Cost of Living in Tokyo
Tokyo is known to be one of the most expensive cities in the world and, with constantly climbing housing costs, an apartment in the city center is out of reach for most people. Fortunately, Tokyo and the surrounding areas have excellent public transit systems. Here are some expenses to give you an idea of the cost of living in Tokyo
- Apartment (1 bedroom) Outside of Centre: $711.78
- Monthly Pass (Regular Price): $101.68
- Milk (regular), 1 liter: $2.03
Kwintessential has a useful guide to etiquette in Japan. Here are some particularly important tips. Hierarchical titles are important in Japanese society as a whole and work environments in general. It is a good idea to learn the titles of your boss and coworkers and make sure to use the appropriate suffix. Foreigners are expected to shake hands or bow slightly with the head upon meeting someone. Facial expressions and non-verbal communication can be as important as what is actually said.

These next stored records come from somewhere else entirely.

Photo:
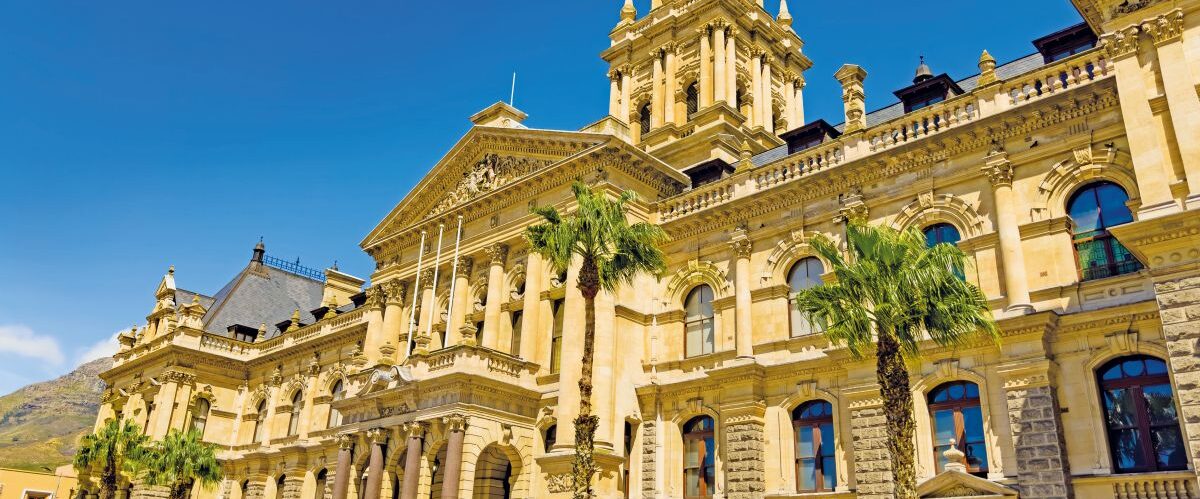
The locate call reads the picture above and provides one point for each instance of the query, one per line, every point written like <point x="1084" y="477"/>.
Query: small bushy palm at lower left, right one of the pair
<point x="179" y="461"/>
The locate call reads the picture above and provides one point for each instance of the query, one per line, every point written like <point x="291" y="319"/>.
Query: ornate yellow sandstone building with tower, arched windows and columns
<point x="1070" y="177"/>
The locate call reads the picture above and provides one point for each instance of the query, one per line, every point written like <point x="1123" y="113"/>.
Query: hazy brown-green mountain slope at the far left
<point x="41" y="424"/>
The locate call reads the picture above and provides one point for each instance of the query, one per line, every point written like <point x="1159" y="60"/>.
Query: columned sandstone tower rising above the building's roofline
<point x="698" y="80"/>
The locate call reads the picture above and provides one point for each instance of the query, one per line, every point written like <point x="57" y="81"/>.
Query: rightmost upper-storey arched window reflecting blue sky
<point x="1094" y="211"/>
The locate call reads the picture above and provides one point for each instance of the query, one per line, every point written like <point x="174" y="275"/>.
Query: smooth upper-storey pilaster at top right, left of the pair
<point x="1149" y="154"/>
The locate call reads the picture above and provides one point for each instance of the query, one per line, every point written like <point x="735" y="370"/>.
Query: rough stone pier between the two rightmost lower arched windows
<point x="1042" y="466"/>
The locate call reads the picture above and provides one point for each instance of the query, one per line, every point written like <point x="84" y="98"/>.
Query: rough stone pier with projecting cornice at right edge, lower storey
<point x="1171" y="249"/>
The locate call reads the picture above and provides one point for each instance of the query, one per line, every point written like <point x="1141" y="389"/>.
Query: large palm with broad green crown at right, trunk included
<point x="891" y="292"/>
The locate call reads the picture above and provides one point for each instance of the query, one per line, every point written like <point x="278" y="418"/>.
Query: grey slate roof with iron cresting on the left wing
<point x="263" y="294"/>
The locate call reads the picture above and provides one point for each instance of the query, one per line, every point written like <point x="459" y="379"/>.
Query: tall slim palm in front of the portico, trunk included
<point x="611" y="254"/>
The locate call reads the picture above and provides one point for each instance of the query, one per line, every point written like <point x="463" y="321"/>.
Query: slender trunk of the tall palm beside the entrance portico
<point x="584" y="468"/>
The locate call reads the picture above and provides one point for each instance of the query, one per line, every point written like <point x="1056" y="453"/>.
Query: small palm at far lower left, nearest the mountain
<point x="112" y="452"/>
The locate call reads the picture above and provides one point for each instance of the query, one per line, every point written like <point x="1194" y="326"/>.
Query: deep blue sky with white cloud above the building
<point x="137" y="135"/>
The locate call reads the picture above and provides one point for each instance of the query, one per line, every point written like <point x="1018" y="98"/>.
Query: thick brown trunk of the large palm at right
<point x="893" y="377"/>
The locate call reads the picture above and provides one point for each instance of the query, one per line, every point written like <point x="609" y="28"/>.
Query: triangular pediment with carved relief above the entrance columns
<point x="485" y="160"/>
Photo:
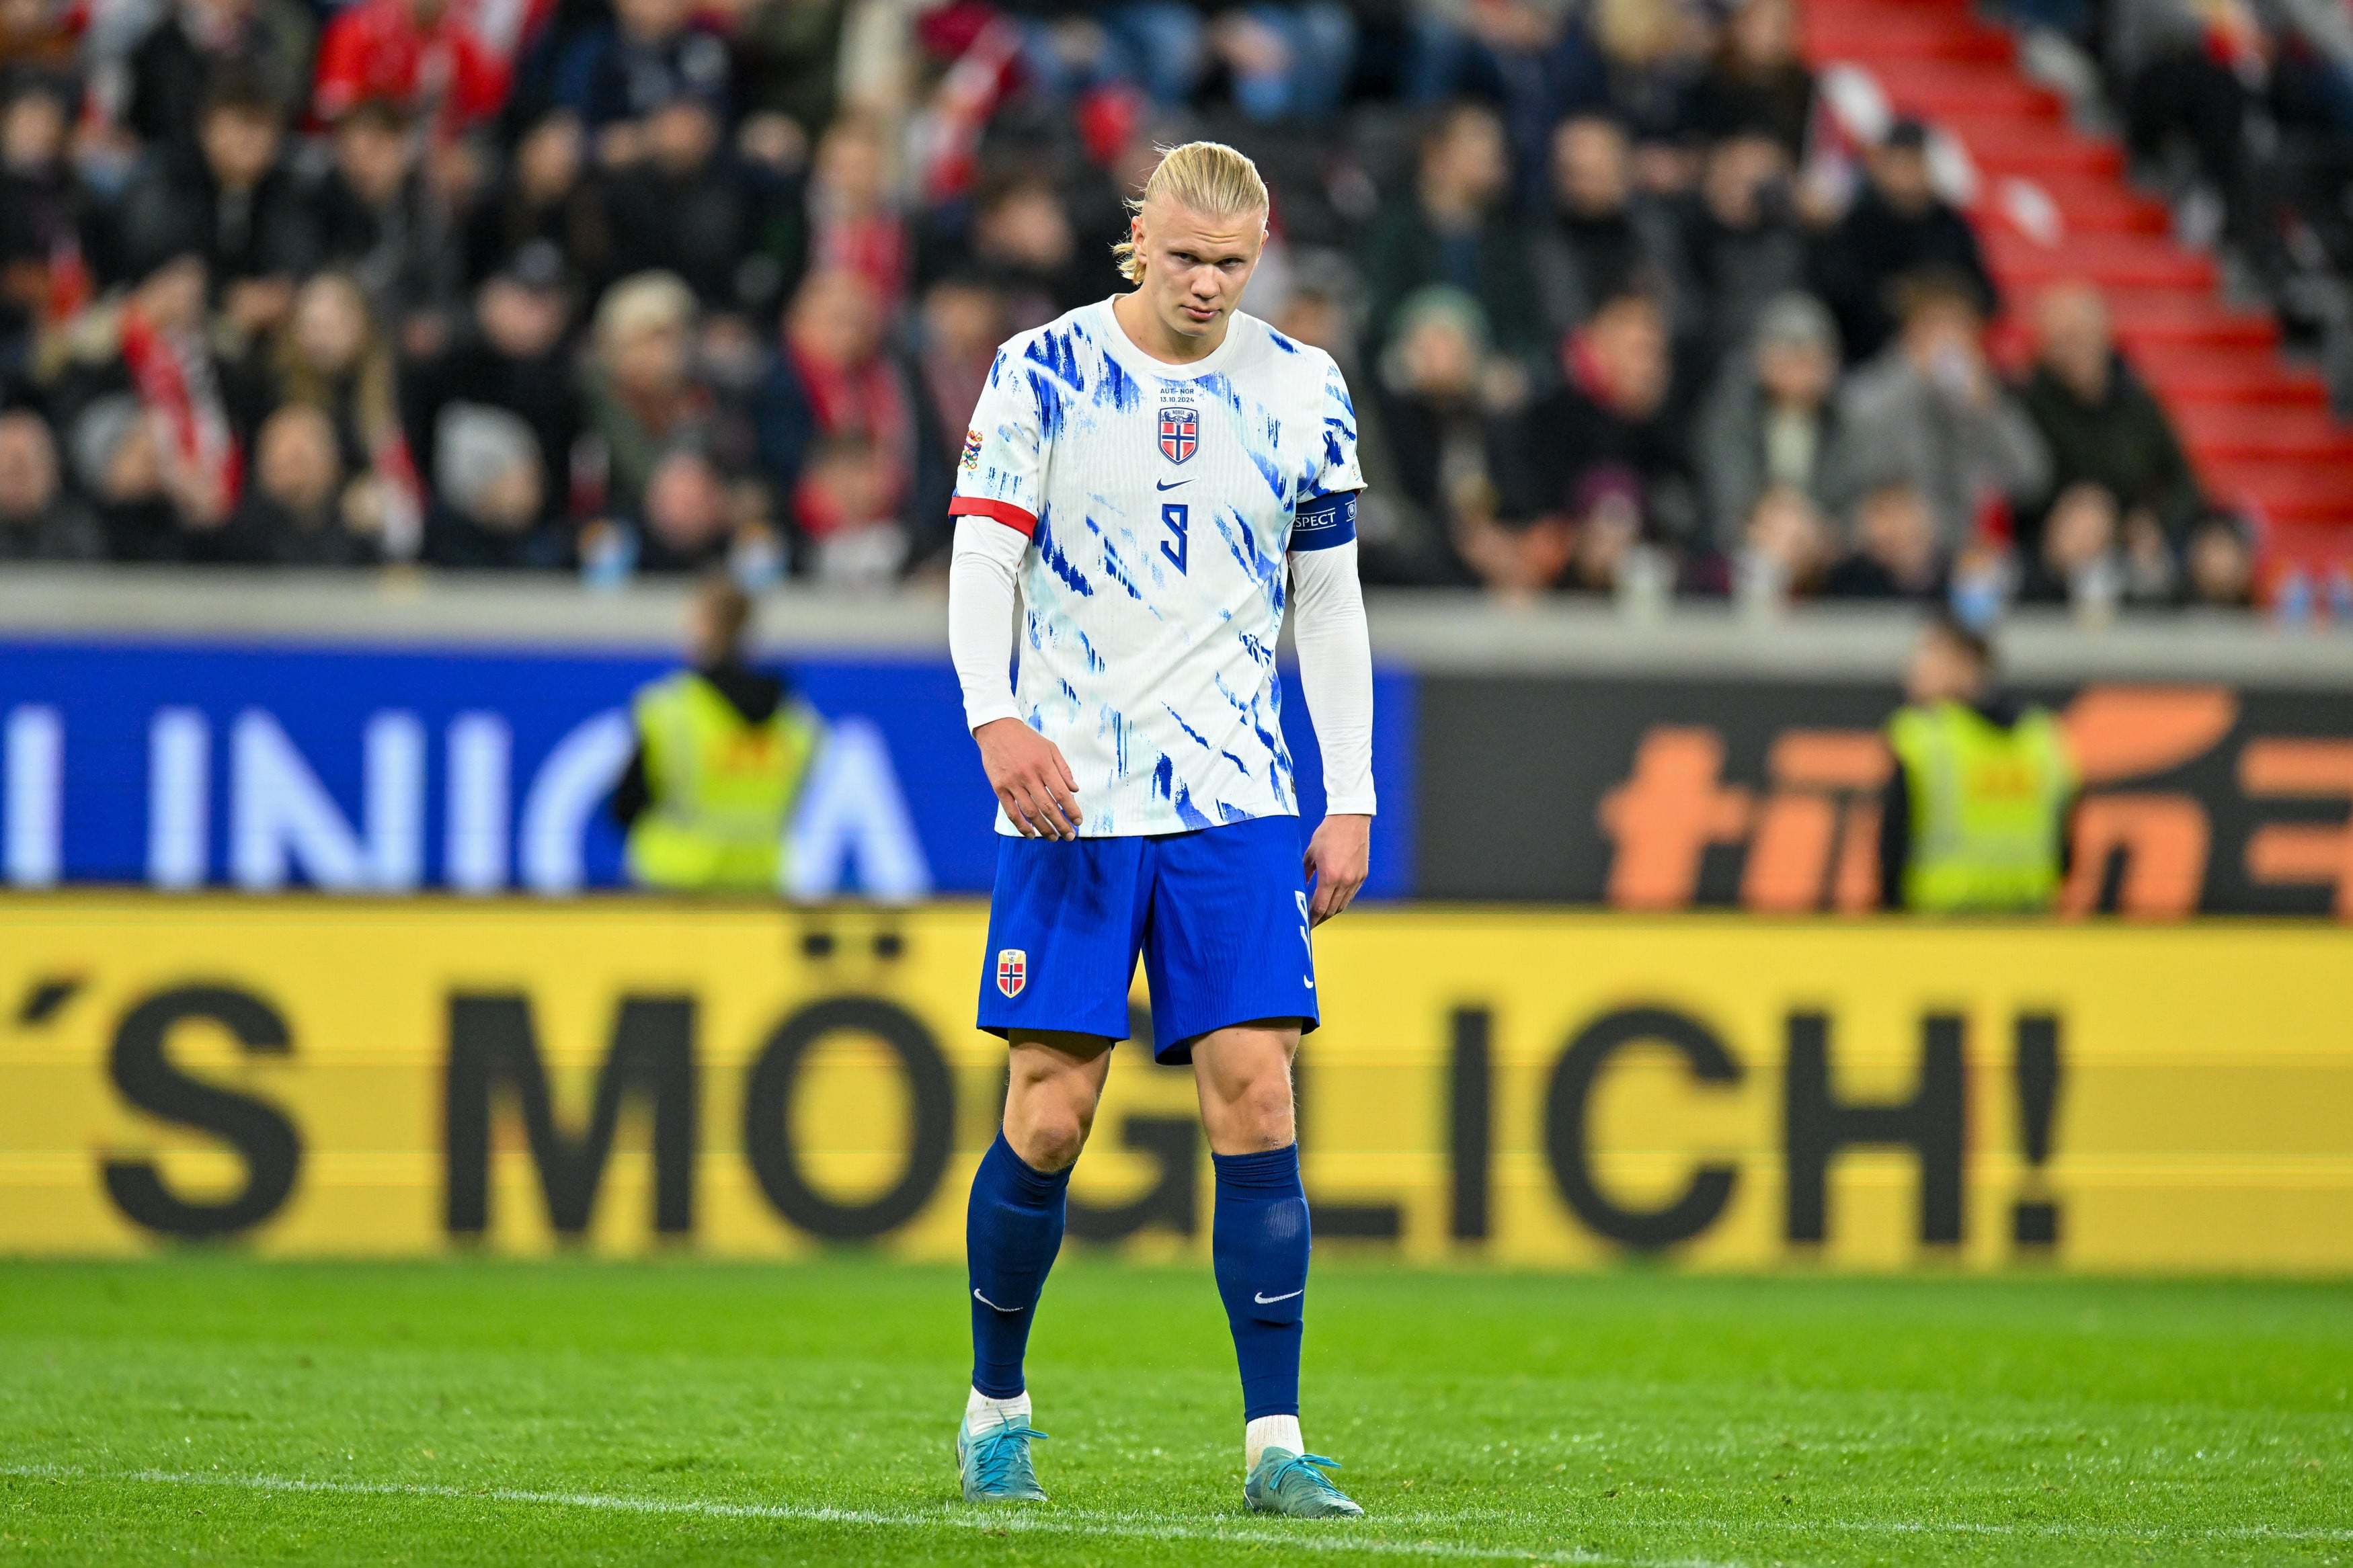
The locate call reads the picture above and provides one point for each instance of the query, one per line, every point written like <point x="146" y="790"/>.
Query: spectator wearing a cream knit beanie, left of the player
<point x="641" y="396"/>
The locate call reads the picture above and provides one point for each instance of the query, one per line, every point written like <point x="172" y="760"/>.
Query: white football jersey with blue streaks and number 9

Internships in Tokyo do exist for those who don't speak Japanese, and it is not uncommon for people in international or tourist locations to know some English. However, most people in Japan do not speak English, so knowing at least some Japanese, written as well as spoken, will make your stay in Tokyo much more pleasant and far less stressful.
An economic and cultural hub, Tokyo is a great place for networking. Since introductions are an important component of business relationships in Japan, focusing on building relationships at your internship is the best first step before having those contacts introduce you to others. Tokyo also hosts many conferences in a wide spectrum of fields, so be on the look-out for ones that peak your interest.
Work and Labor Laws in Tokyo
There are no special regulations for internships in Tokyo; most internships are unpaid. Interns staying in Tokyo for under 90 days do not need a special visa. Longer stays require a Training Visa. In addition, a residency permit must be obtained upon arrival in Tokyo and carried on your person at all times.